Hillary Clinton wurde ja – von Kommentatoren unterschiedlicher politischer Couleur – vor allem vorgeworfen, nicht warmherzig und emotional genug zu sein. Befinden sich Politikerinnen da in einem Dilemma? Sie versuchen, seriös zu wirken und sich durchzusetzen – und werden gerade deswegen nicht geliebt?
Badinter: Ich glaube nicht, dass es da ein Dilemma gibt. Betrachten Sie Angela Merkel, die Mutti genannt wird. Sie ist die am meisten respektierte Politikerin Europas.
Ist Hillary Clinton bei der amerikanischen Präsidentschaftswahl an ihrer Politik gescheitert oder an ihrem Geschlecht?
Badinter: Ich glaube nicht, dass Hillary Clinton am Machismus gescheitert ist. Sie wurde einhellig als die kompetenteste und erfahrenste aller Kandidaten anerkannt und ihr Kontrahent als der am wenigsten kompetente von allen. Ich glaube, dass sie aus politischen und aus persönlichen Gründen verloren hat: wegen des Wunsches eines Teils der Amerikaner, mit dem „Establishment“ Schluss zu machen, sei es zu Recht oder zu Unrecht, weil es sich nicht genug um die Ärmsten und Schwächsten kümmerte. Außerdem sahen die Clintons, nach den Bushs, ein bisschen zu sehr nach einem Monopol der Macht im Club der mächtigen und reichen Familien aus.
Aber warum haben dann die Wähler ein anderes Mitglied einer reichen Familie gewählt, Donald Trump?
Badinter: Weil er zu einem Teil der Amerikaner gesprochen hat, den die Demokraten vernachlässigt haben.
Bedeutet die Wahl von Donald Trump einen Backlash, statt einer kompetenten Frau wurde ein haltloser, emotionaler Mann gewählt, dessen Frau sich von der Politik fernhält? Fürchten oder sehen Sie, dass das auch auf Europa abfärbt?
Badinter: Ehrlich gesagt, ich habe keine Ahnung. Aber es scheint mir, als ob die europäischen Populisten, vor denen wir uns fürchten, ein bisschen mehr politische Subtilität beweisen, wie etwa Marine Le Pen. Das macht sie umso gefährlicher.
Ihre Vorstellungen darüber, was weiblich und männlich bedeutet, beeinflussen die Wähler von Politikerinnen und Politikern. Aber gibt es überhaupt so etwas wie „weibliche“ und „männliche“ Macht?
Badinter: Die Ausübung von Macht hat kein Geschlecht, was hingegen geschlechtlich differenziert ist, ist die Situation der Frauen, die sich von der der Männer deutlich unterscheidet.
Können heutige Politikerinnen etwas von Maria Theresia lernen? Oder sind die beiden Situationen nicht mehr vergleichbar?

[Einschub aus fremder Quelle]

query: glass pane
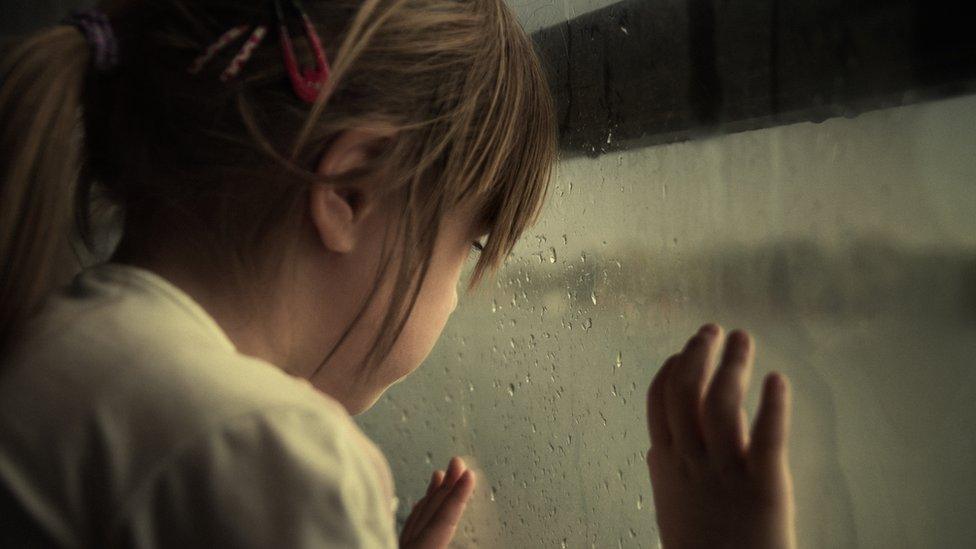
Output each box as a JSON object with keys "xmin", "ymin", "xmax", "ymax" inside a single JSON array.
[{"xmin": 358, "ymin": 93, "xmax": 976, "ymax": 548}]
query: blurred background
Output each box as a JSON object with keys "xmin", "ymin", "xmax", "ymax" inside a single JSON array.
[{"xmin": 4, "ymin": 1, "xmax": 975, "ymax": 547}]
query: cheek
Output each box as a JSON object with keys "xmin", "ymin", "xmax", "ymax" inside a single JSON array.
[
  {"xmin": 384, "ymin": 259, "xmax": 463, "ymax": 377},
  {"xmin": 411, "ymin": 266, "xmax": 460, "ymax": 344}
]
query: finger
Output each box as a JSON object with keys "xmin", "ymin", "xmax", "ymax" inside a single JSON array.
[
  {"xmin": 443, "ymin": 456, "xmax": 464, "ymax": 485},
  {"xmin": 665, "ymin": 324, "xmax": 723, "ymax": 457},
  {"xmin": 408, "ymin": 463, "xmax": 464, "ymax": 545},
  {"xmin": 748, "ymin": 372, "xmax": 792, "ymax": 474},
  {"xmin": 413, "ymin": 457, "xmax": 467, "ymax": 536},
  {"xmin": 740, "ymin": 408, "xmax": 750, "ymax": 447},
  {"xmin": 402, "ymin": 470, "xmax": 445, "ymax": 542},
  {"xmin": 414, "ymin": 470, "xmax": 476, "ymax": 549},
  {"xmin": 702, "ymin": 329, "xmax": 754, "ymax": 468},
  {"xmin": 648, "ymin": 354, "xmax": 679, "ymax": 448},
  {"xmin": 427, "ymin": 469, "xmax": 446, "ymax": 496}
]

Badinter: Man kann die Situation Maria Theresias nicht mit jener von Frauen vergleichen, die heute versuchen, die Macht zu erobern. Aber man kann feststellen, dass sie die Erste war, die, 250 Jahre vor uns, mit der Notwendigkeit konfrontiert war, den dreifachen Status von Ehefrau, Mutter und „Berufstätige“ in Einklang zu bringen, was nicht ohne Schwierigkeiten und Spannungen abgeht. In diesem Sinne ist Maria Theresia ein wertvoller Bezugspunkt in der Geschichte der Frauen.